I ask this question because it is currently 2:15am and I'm awaiting a very long fsck to complete (ext3)!
The 180-day default fsck time is a workaround for the design flaw that ext3 does not support an online consistency check. The real solution is to find a filesystem that supports this. I don't know if any mature filesystem does. It's a real tragedy. Perhaps btrfs will save us one day.
I've responded to the issue of the surprise multi-hour downtime from fsck by doing scheduled reboots with a full fsck as part of standard maintenance. This is better than running into minor corruption during production hours, and having it turn into a real outage.
A big part of the problem is that ext3 has an unreasonably slow fsck. Although xfs has a much faster fsck, it uses too much memory for distributions to encourage xfs by default on large filesystems. Still, on most systems this is a non-issue. Switching to xfs would at least allow for a reasonably fast fsck. This may make running fsck as part of normal maintenance easier to schedule.
If you're running RedHat and considering using xfs, you have to beware of how strongly they discourage the use of xfs and the fact that there are probably few people using xfs on the kernel you're running.
My understanding is that the ext4 project has a goal of at least somewhat improving the fsck performance.
I would say that this is just another reason for which production servers should not run all alone and always have either a hot/cold backup or take part in a two node cluster. In these days of virtualization, you can easily have a physical main server and a virtual server, which is only a copy of the physical done every X days, ready to take over.
Other then this not so helpful answer, I would say that you should balance the importance of your data... If this is just a cluster node, skip it. If this is a client's non backuped web server, you may want to plan ahead next time :-)
Depends.. For instance we had one server go down for routine maintenance that was running a QMail stack. QMail creates and kills a lot of files as time goes on, and it was a very busy mail server. The fsck took some 36 hours. It's not like we saved a helluva lot of performance out of the deal, but ultimately I suppose you could argue the filesystem was healthier. Was it really worth the chaos that ensued though? Not. At. All.
XFS is interesting. It is an always consistent FS. It doesn't need fsck. It won't cause downtime due to fsck.
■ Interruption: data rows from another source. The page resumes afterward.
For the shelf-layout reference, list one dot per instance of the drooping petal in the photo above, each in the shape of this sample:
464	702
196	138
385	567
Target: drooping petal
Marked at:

But it has another problem. You need a RAID controller with support with dealing with HDD bad blocks.
XFS doesn't have the feature to blacklist bad blocks when the OS starts to know about bad blocks and the HDD hardware bad blocks list is full.
ext2/3/4, fat, ntfs, etc (offline test) are able to blacklist bad blocks but not XFS.
So, for not-enterprise installs, XFS probably does not suit well. I am using XFS with linux software raid1 for backup partitions where content is lots of small files with not much change over the time.